同級生に学校の事を何も知らないと言われては部屋で落ち込んで、寮生に寮長のくせに何も出来ないと言われては部屋で落ち込んで、その都度俺が菓子と茶を持参でここに通ったよな」
と続く言葉に、ああ、そうでした…と、その頃を懐かしく思い出した。


自分の時は自分が寮を守るどころかしっかりした錆兎が自分の分まで護衛役を買って出てくれたものである。
そして苛められて戻ると必ずすっ飛んで行って、寮生相手だろうと上級生相手だろうと、うちの寮長を舐めているんじゃないぞっ!などと言いながら相手をはったおしてくれていた。

その上で甘い物が好きな本田のために菓子を用意してくれて、それを食べながら本田の気持ちが浮上したところで知らなかった事や知っておかないと色々言われるような事などを教えてくれたのだ。


「史上最強の中等部生でしたね、師匠は」
と、思わず笑うと、いつのころからかよくそうしたように

「まあお前も立派になったよな。
もう大丈夫だとは思うけど、何かあったら遠慮なく相談に来いよ?」
と、クシャクシャと頭を撫でてくる。


「ああ…もう師匠には敵いませんね。
どちらが年上なんだか…」
と、本田が苦笑すると、

「でもまあ…俺は小等部組だから心細い心境とかはわからんからな。
今度のお姫さんもさきほども話した通り中等部からの外部生だから、何かあったらお前にも色々聞きに行くかもしれない。その時はよろしくな」
と、パチンと片眼をつぶって見せた。



そうしてしばらくの歓談後、

「さて…そろそろ姫君をお迎えする準備をしないとですよね。
私はお暇しますね」
と、実に細やかに空気を読む本田が帰って行くと、錆兎はいったんカップを片付けて湯を沸かし直す。
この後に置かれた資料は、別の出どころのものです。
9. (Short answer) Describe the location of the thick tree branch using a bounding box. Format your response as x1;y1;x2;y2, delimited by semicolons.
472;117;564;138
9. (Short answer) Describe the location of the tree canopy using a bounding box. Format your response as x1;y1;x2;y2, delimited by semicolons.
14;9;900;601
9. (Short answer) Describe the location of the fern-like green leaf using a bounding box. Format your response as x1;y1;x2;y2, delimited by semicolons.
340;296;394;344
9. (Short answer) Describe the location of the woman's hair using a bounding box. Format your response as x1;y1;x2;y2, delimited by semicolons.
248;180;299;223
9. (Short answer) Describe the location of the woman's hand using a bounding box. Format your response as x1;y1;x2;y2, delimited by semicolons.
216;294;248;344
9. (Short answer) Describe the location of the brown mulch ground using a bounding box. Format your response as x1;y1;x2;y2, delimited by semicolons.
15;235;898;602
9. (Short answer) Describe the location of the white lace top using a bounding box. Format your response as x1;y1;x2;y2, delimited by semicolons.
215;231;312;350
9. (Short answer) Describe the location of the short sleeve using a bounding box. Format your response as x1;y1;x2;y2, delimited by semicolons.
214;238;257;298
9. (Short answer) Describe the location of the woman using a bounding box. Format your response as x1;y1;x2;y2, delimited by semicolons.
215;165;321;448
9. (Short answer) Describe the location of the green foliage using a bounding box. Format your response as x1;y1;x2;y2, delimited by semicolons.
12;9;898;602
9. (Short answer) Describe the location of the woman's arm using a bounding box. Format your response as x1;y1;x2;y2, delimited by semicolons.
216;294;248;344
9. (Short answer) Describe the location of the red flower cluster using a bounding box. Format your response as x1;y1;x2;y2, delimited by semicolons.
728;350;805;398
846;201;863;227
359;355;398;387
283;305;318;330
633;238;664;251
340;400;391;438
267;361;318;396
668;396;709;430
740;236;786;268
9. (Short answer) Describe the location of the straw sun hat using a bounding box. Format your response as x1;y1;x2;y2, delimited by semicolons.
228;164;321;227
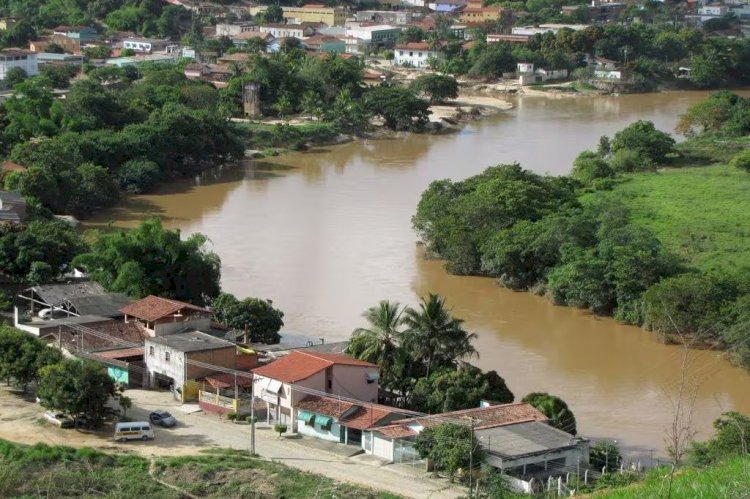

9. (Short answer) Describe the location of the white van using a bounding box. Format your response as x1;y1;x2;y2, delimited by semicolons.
112;421;154;442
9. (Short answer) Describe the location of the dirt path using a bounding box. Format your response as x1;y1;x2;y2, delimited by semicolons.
148;457;198;499
0;387;465;499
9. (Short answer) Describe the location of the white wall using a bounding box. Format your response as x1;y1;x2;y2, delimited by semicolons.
144;340;185;386
297;420;341;443
0;52;39;80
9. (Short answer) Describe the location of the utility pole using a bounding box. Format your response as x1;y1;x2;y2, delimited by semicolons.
250;378;255;456
469;418;474;499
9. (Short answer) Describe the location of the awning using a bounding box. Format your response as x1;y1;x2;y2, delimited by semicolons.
266;379;281;393
297;411;320;425
315;415;333;430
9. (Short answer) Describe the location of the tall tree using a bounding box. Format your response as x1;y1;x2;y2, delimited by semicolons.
404;293;479;377
347;300;404;377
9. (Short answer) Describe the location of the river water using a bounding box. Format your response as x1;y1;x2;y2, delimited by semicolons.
90;92;750;456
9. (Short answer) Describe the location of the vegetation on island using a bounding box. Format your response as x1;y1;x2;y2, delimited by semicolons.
0;440;398;499
413;92;750;367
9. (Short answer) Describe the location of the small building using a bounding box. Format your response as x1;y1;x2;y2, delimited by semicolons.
253;351;379;431
346;24;401;49
14;281;132;335
120;295;212;336
0;190;26;223
144;329;237;401
52;26;99;45
0;17;18;31
216;22;258;38
393;42;440;68
259;23;317;39
363;403;589;490
297;395;403;448
122;38;177;54
304;35;346;54
0;49;39;80
36;52;85;67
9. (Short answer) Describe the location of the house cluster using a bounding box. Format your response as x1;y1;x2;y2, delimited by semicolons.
7;275;588;490
252;348;589;491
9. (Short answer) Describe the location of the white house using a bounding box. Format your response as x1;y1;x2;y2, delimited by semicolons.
393;42;440;68
253;351;379;431
0;49;39;80
297;395;403;451
143;330;237;393
120;295;212;336
363;403;589;489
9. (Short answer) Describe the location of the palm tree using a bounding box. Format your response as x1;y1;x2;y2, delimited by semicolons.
403;293;479;377
347;300;403;377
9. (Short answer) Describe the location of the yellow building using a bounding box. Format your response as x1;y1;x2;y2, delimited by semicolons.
461;0;503;24
282;4;346;26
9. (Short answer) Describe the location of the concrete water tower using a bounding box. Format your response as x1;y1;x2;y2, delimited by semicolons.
242;82;260;116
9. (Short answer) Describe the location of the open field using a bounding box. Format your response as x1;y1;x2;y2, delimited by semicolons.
586;165;750;273
0;440;397;499
593;456;750;499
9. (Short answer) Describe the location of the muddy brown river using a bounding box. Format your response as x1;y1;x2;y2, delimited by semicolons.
91;92;750;459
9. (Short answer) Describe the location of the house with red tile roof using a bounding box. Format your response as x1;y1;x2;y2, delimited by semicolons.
296;395;403;446
363;402;589;492
120;295;212;336
253;351;379;431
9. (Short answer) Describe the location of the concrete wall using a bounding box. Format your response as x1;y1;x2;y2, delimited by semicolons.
326;364;378;402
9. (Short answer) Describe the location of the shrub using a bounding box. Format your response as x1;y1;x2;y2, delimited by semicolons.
589;440;622;471
729;149;750;172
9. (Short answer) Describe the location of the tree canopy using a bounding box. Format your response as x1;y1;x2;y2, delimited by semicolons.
74;219;221;305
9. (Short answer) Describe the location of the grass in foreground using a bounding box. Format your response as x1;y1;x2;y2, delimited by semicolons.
586;165;750;273
593;456;750;499
0;440;397;499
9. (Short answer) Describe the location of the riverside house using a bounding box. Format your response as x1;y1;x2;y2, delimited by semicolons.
253;351;379;431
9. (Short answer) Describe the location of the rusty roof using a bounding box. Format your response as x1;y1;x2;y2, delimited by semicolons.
120;295;211;321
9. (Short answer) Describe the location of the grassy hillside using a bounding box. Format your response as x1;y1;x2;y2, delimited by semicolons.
593;456;750;499
584;165;750;272
0;440;396;499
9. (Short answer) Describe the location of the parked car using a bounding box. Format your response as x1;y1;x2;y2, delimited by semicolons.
44;411;75;428
148;411;177;428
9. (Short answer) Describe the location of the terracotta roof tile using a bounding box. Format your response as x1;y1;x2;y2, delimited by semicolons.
397;402;548;430
376;424;417;438
297;395;397;430
253;351;377;383
120;295;210;321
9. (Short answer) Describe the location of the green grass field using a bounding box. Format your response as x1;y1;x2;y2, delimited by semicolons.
592;456;750;499
0;440;397;499
583;165;750;273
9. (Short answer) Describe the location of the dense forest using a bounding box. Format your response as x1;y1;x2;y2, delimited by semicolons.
413;92;750;367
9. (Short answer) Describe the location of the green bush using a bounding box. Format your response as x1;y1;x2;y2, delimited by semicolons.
729;149;750;172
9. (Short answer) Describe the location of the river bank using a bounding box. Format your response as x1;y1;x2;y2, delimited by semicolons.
86;92;750;459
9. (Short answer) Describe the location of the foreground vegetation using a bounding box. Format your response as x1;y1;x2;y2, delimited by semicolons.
413;92;750;367
0;440;397;499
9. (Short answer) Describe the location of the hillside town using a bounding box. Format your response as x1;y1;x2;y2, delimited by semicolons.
0;0;750;498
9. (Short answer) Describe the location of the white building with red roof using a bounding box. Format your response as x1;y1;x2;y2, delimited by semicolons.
253;351;379;431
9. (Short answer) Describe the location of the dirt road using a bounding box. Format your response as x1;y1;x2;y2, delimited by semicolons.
0;387;465;498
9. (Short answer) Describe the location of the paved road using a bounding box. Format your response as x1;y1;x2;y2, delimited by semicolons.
127;390;466;498
0;387;465;499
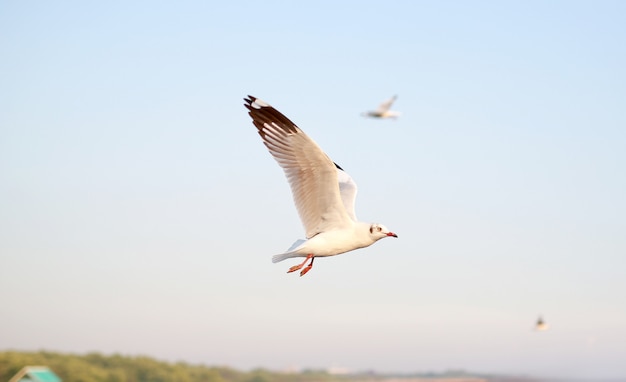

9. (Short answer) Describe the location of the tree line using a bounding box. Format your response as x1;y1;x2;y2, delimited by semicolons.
0;351;353;382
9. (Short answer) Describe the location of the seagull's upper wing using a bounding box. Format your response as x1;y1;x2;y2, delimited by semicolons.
335;163;357;221
377;96;397;113
244;96;354;238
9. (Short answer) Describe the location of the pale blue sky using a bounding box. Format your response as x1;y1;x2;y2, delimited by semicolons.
0;1;626;378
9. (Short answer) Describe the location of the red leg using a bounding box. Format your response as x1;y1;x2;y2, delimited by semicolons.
287;253;313;273
300;257;315;277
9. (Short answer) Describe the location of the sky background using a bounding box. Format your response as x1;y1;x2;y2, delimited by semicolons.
0;1;626;378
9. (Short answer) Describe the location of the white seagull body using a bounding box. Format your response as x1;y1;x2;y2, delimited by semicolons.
244;96;398;276
364;96;400;119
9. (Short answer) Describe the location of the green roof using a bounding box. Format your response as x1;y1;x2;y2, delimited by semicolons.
28;369;61;382
9;366;61;382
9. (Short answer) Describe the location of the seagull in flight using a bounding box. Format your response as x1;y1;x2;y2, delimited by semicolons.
244;96;398;276
535;316;548;332
363;95;400;119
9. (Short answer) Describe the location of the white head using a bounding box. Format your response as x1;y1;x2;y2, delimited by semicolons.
370;223;398;240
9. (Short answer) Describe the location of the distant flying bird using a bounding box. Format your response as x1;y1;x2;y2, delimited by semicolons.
244;96;398;276
363;96;400;119
535;316;548;332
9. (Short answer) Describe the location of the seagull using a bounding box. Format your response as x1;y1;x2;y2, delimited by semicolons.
535;316;548;332
363;95;400;119
244;95;398;276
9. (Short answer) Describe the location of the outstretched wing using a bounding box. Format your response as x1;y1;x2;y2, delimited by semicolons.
244;96;354;238
335;163;357;221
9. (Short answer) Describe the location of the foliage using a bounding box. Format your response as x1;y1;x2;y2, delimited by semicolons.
0;351;356;382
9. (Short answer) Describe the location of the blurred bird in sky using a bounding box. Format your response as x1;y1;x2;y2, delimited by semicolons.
535;316;548;332
244;96;398;276
363;95;400;119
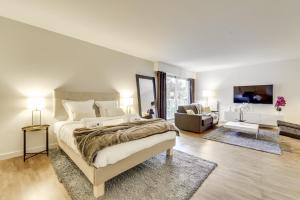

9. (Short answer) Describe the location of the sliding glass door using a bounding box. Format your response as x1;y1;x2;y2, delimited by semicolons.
167;75;190;119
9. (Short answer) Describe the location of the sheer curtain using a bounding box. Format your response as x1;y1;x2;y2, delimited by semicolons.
166;75;193;119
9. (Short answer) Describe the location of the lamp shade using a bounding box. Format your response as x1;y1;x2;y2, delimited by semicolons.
27;97;45;110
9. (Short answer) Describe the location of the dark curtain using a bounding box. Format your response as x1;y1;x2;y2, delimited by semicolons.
156;71;167;119
189;78;195;103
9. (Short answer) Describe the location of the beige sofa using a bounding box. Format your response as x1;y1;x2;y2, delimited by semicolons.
175;104;216;133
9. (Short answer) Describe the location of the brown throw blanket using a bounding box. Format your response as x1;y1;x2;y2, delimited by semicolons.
73;119;179;165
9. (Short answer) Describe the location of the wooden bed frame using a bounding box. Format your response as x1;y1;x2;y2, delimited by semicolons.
58;139;176;198
54;90;176;198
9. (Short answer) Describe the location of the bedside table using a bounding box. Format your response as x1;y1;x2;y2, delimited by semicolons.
22;124;50;162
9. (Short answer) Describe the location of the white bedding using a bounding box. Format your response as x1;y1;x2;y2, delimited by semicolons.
54;121;176;168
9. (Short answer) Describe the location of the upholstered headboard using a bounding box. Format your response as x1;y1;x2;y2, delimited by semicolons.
53;90;120;120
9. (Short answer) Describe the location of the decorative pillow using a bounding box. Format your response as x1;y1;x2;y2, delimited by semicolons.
186;110;195;115
202;106;211;113
95;101;119;117
62;100;96;121
103;108;125;117
193;103;202;114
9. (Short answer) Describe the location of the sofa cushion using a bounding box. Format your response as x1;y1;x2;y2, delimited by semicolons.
202;115;213;126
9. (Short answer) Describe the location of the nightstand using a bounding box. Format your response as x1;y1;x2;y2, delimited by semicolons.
22;124;50;162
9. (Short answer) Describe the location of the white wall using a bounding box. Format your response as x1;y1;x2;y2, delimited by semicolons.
0;18;154;159
196;60;300;123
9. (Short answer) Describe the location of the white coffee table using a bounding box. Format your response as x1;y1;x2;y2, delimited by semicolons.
224;122;259;139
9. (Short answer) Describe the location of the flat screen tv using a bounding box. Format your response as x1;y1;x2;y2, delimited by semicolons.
233;85;273;104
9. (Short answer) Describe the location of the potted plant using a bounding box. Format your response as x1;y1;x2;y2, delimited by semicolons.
275;96;286;112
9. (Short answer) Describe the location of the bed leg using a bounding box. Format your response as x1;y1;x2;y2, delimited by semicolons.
93;183;105;198
167;148;173;156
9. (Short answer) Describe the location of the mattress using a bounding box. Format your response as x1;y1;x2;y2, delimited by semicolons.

ここまでの案内役は丁度姫君と同じ学年にいる炭治郎に任せたので物理的には絶対に無事に連れて来てくれるとは思うが、外部生となるとまずは寮長、副寮長のシステムの説明をして、副寮長となる覚悟を決めてもらわねばならない。

そのあたりの説明や説得は当然炭治郎には無理なので、自分の寮長としての初仕事になるのだろう。


自分のように割り切れるタイプか、流されてくれるタイプならいいのだが…と思いながら、とりあえず胃袋から気持ちを掴んでおくか…と、錆兎は用意しておいた菓子各種を皿に盛っていく。


相手は慣れない外部生。

自分の方が少しでも不安を表に出したらそれでなくても普通からかけ離れた環境を過ごす事になる相手の不安をさらに煽る事になる。



「さ~、頑張れ。
出来る出来ないではない。
やれるという強い意志を持つか持たないかだぞ。
やれる、俺は出来るはずだっ」

パン!!と両手で頬をはたいて気合いを入れると、ちょうどノックされたドアに向かって

「開いてる。入っていいぞ」
と声をかけて、錆兎は菓子とカップの乗ったトレイを手にリビングへと戻った。